Con todo mi corazón para Marcos Lucero.
Juana no quería levantarse. Pensaba desde su celda con vista al valle cómo habrían vivido sus hermanas Josefa María y María en San Miguel de Nepantla.
Se dio cuenta de que la desdicha y la felicidad eran la misma cosa.
Sus hermanas serían a caso felices por no perder lo que más amaban, pues no había nada que amaran más. En cambio ella, con esa manera enloquecida de amar, sentía que perdía algo cada segundo.
Ella no comía queso porque sabía que entorpecía la mente, y así con la mente sin torpezas, podía ser feliz leyendo, escribiendo... y sus hermanas tan dichosas podían comer queso todos los días, pues no había nada que entorpecer. Pero a Juana la cautivaba tanto el queso...
El ave de las cuatro y media le dijo -Ya, Juana, hermosa, es la hora- y con pocas ganas se levantó para darse un baño. Gozaba viendo cambiar sus pezones al contacto con el agua fría. Acostumbraba dibujar con el dedo una L en la espuma que cubría su cuerpo y ver cómo se desvanecía al enjuagarse.
-Qué poco duran mis placeres- pensó. -Y hoy les daré fin a todos.-
¿Desdicha o felicidad tener placeres que aniquilar?
Era el día que más enfriaría su alma. Donaría sus tesoros al Arzobispo Aguiar y Seijas para q los vendiera y diera limosna a los pobres. Esos pobres tan pobres que no conocían las letras.
¿Desdicha o felicidad no conocer las letras? ¿Desdicha o felicidad amar con las entrañas y entregar el objeto amado?
De haber sabido la intensidad de este dolor de desamor ¿habría entablado su pasión con los libros?
“[...]Si los riesgos del mar considerara,
Ninguno se embarcaría[...]”
Vistió el Hábito con olor a naftalina y rosas, bajó las escaleras de madera para entregar la llave de su celda a quien se encargaría de sacar todo de ella.

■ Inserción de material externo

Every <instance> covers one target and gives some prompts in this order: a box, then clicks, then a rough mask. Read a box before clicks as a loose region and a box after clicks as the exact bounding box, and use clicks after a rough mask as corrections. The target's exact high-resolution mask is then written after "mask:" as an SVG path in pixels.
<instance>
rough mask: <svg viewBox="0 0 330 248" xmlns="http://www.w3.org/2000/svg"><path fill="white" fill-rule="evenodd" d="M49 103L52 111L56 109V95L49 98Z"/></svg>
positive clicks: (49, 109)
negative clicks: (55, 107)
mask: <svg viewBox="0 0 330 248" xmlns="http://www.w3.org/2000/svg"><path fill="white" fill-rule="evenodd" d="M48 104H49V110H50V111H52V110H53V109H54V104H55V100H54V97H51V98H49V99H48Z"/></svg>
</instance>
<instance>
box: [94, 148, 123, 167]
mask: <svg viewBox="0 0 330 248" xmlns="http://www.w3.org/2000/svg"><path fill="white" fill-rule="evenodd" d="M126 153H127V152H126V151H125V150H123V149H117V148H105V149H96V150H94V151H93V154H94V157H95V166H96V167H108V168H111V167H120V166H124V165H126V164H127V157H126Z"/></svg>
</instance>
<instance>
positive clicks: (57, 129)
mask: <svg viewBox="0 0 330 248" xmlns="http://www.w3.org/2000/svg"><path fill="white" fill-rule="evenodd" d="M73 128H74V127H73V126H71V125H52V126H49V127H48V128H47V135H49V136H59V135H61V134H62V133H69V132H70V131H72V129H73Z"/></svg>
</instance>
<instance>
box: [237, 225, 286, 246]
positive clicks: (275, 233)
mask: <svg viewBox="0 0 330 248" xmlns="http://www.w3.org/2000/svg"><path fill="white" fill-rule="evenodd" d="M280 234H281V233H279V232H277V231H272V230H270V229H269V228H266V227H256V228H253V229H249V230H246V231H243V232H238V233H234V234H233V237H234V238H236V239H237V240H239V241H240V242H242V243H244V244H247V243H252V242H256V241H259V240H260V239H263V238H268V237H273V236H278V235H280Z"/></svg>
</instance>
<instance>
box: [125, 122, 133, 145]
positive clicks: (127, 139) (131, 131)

Juana no quería estar presente y realizó todos los trabajos que pudo, esperanzada de alejar el pensamiento de su cuerpo. Pero su mente volaba y por desgracia, a pesar de no estar en cuerpo en su celda, pudo ver cada instante de la amputación a su alma.
Terminó pues el momento y la llamaron a recoger su llave. Notó al extender su mano para recibirla, que ya era más delgada.
Subió sin hacer ruido, con el llanto más llanto que había sentido y entró para conocer la vida sin sus libros. No pudo siquiera llegar a la cama, pues sus blancas piernas se vencieron y se desplomó en cuanto cerró la puerta.
Quiso rezar, pero no pudo. -Qué lejos se siente Dios cuando no hay un libro cerca.-
Sintió cómo la respiración no era cosa de narices ni de pulmones, sino cosa de cadera. Su cadera empezó a respirar como nunca y ahí, en ese momento recordó que era una mujer, y que no quería serlo sin sus libros y sus tintas.
Se descubrió la cabeza y quiso extirpar su cerebro sin atrofiar, sus cabellos negros sin mostrar. Se quitó el Hábito, no sin antes cerrar las cortinas y desnuda se acostó en el piso frío. Era agradable. ¿Merecía sentir algo agradable una mujer sin libros?
Sintió ese dolor que puede causar tener los ojos abiertos, y los cerró dos horas. No dormía. Sólo sentía.
¿Desdicha o felicidad sentir la muerte después de tanta y tanta vida?
Toqué a su puerta. No me abrió. A través del picaporte le dije en voz baja –Juana, ayúdame. Tengo las manos llenas de sangre.-
Se arrastró y deslizó la llave por debajo de la puerta para que yo abriera, y lo hice.
Juana estaba desnuda, tirada, con los ojos cerrados e hinchados de dolor.
-No tienes que hablar, Juana Inés de mi alma. Sólo déjame lavar mis manos y recibe esto que te traigo. Son 12 de tus libros. No pude cargar más.-
Juana abrió los ojos. Vio mis manos ensangrentadas y acercó el balde y una esponja. Talló primero mis manos y luego mi cuerpo entero con agua, jabón, lágrimas, lengua y piel.